In this post we visit some technical details centered around Langevin Dynamics in the context of stochastic Bayesian learning, assuming minimal background on conventional calculus and Brownian motion. Starting with quadratic variation, we gradually show how Ito’s Lemma and Fokker-Planck equation can be derived. Using Fokker-Planck equation, it is revealed that an Langevian dynamic can be used as a MCMC method to generate samples from an un-normalized distribution. Lastly, stochastic gradient Langevin dynamics method is discussed.

The following materials are taken as references:

For Brownian motion $$B_t$$, we know that $$B\left(\frac{i+1}{N}T\right) - B\left(\frac{i}{N}T\right)$$ for different index $$i$$ are i.i.d. with distribution $$\mathcal{N}\left(0, \frac{T}{N}\right)$$. The following holds by strong law of large numbers.

\begin{align*} \lim_{N\to\infty}\sum_{i=1}^N \left(B\left(\frac{i+1}{N}T\right) - B\left(\frac{i}{N}T\right)\right)^2&=T \text{ a.s.} \\ \end{align*}

The above can be written in differential form as

\begin{align*} \int (dB)^2 &= \int dt\\ (dB)^2 &= dt\\ \end{align*}

which is known as quadratic variation.
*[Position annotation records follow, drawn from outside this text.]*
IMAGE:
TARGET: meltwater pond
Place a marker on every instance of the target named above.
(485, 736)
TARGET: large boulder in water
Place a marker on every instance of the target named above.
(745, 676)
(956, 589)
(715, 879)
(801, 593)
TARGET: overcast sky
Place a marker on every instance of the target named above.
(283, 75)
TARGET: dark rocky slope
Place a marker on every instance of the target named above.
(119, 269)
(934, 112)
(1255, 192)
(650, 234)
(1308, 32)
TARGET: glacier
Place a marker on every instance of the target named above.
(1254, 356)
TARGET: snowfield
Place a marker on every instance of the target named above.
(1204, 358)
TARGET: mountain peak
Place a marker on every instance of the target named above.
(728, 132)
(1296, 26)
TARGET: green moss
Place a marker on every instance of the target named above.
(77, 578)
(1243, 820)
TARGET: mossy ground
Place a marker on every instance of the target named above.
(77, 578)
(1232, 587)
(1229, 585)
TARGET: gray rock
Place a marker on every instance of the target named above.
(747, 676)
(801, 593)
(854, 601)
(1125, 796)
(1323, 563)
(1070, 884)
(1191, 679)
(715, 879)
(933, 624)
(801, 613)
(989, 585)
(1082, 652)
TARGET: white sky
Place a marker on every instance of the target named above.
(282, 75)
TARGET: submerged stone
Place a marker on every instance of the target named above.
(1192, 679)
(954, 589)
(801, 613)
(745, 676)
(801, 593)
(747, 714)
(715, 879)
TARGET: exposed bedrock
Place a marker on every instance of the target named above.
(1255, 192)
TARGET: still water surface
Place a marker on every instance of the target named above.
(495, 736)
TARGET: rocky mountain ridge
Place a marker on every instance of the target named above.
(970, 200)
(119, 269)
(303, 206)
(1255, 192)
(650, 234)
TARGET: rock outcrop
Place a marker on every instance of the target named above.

This means that the second order term of Taylor expansion involving $$B_t$$ scales as $$O(t)$$ instead of $$o(t)$$, the implication of which is detailed in Ito’s Lemma below.

## Ito’s Lemma

Suppose we want to compute $$f(B_t)$$ for some smooth function $$f$$. By Taylor expansion, the infinitesimal difference can be expressed as

\begin{align*} f(B_{t+\Delta t}) - f(B_t) &= f'(B_t) (B_{t+\Delta t} - B_t) + \frac{f''(B_t)}{2}\left(B_{t+\Delta t}-B_t\right)^2 \\ \text{(differential form) } df &= f'(B_t) dB_t + \frac{f''(B_t)}{2}\left(dB_t\right)^2 \\ \text{(quadratic variation) } df &= f'(B_t) dB_t + \frac{f''(B_t)}{2} dt\\ \frac{df}{dt} &= f'(B_t) \frac{dB_t}{dt} \color{red}{+ \frac{f''(B_t)}{2}} \end{align*}

The above equation is a naive version of Ito’s Lemma, the basis of Ito’s calculus. Note how it differs from conventional calculus by having the second term in red, as a direct consequence of quadratic variation.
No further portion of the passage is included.